The diversity of job roles in the finance sector means that there are opportunities for graduates with any degree background.
The finance sector offers a wide variety of roles for graduates in financial and non-financial organisations alike, spanning the public and private sectors. While it is true that many graduates with accounting, business and finance-related degrees enter the finance sector, the majority of employers are also interested in applications from any discipline.
Even areas that you might think would demand a financial or mathematical background, such as investment banking, actuarial work and accountancy, accept graduates from all disciplines. What’s more these graduates (known as ‘non-cognates’) go on to enjoy successful careers in these areas.
Skills for the financial sector
Employers recognise that any degree discipline will teach students skills that are vital in the financial sector, and they don’t want to miss out on top graduates just because of their degree background. Degrees develop non-technical ‘soft skills’: qualities such as clear communication, the ability to analyse information, time management and good organisation. Non-cognates often find that their degree subject complements their work in finance.
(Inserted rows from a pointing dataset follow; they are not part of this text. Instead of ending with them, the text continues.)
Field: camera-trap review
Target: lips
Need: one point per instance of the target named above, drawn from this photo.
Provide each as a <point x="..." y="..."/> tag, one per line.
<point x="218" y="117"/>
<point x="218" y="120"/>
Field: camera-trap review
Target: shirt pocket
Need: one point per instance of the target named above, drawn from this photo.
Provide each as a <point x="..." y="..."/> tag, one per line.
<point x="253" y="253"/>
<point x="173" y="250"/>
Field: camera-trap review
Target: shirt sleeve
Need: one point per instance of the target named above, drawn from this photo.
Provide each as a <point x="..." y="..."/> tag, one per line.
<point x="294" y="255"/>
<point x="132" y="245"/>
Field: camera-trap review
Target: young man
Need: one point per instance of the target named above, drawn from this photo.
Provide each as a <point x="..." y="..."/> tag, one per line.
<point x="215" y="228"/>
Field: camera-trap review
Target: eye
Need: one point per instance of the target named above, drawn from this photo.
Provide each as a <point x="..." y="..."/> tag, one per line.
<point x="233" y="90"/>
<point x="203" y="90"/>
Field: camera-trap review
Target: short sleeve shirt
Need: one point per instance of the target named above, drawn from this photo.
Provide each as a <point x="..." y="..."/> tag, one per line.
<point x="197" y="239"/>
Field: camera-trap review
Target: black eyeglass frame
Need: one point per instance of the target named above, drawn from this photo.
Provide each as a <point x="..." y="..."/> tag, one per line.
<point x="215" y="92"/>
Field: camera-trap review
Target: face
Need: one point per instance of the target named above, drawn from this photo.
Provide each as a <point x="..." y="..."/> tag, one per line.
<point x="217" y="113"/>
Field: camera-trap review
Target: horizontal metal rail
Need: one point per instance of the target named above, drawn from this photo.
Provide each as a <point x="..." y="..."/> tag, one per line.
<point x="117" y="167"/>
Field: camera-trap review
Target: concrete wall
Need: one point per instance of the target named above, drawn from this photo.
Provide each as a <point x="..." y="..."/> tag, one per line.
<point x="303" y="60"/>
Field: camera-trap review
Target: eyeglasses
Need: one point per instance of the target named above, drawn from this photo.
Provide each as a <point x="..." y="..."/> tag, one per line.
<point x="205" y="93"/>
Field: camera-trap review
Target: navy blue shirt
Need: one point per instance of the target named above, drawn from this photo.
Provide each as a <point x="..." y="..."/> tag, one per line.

For example, a modern language degree is helpful when talking to international clients, an arts degree is useful when report writing, and a medical background can provide insights when working in the specialist healthcare market.
Some non-cognates are put off from applying for finance roles because they feel that they will be at a disadvantage compared to their cognate colleagues. If you have some numeracy, this won’t be the case. Training schemes are designed to give all graduates a comprehensive knowledge necessary to do their work, regardless of their degree. Large employers typically provide ongoing training to ensure you’re up to scratch.
Some areas of finance will require you to complete a professional qualification. Here again provisions are made for non-cognates, as the professional association will teach you ‘the basics’, while exempting cognate graduates from these courses.
Demonstrating your interest in the job
The most important thing employers look for in all potential graduate recruits is a genuine interest in the sector. One way of demonstrating your interest is to gain an internship – something offered by most financial institutions, larger industry organisations with finance departments, and certain departments within the public sector. Not only does it demonstrate your enthusiasm for a finance career, but it’s also a good opportunity to decide which area you’d like to work in.
Whether applying for an internship or a permanent position, you need to convey your desire for a finance career in your application. State your reasons for wanting to work in finance and for this organisation and demonstrate your knowledge of the sector. Read the business news to get used to financial terminology and an understanding of recent deals. Also research the services offered by leading players. The press sections of their websites, which often contain annual reports and press releases, are good places to start.
Alternative careers within the financial sector
If you fancy working within a financial environment but don’t want a finance role, don’t forget about other available opportunities.
All financial institutions incorporate a range of roles to enable them to function correctly. Essential job functions exist in the IT/technology departments, for example. Graduates in these areas ensure transactions are processed and provide IT support to all members of staff. Working in these departments usually requires an IT undergraduate degree or postgraduate conversion course.
Other areas include marketing and HR, so there are lots of chances for you to join the finance sector.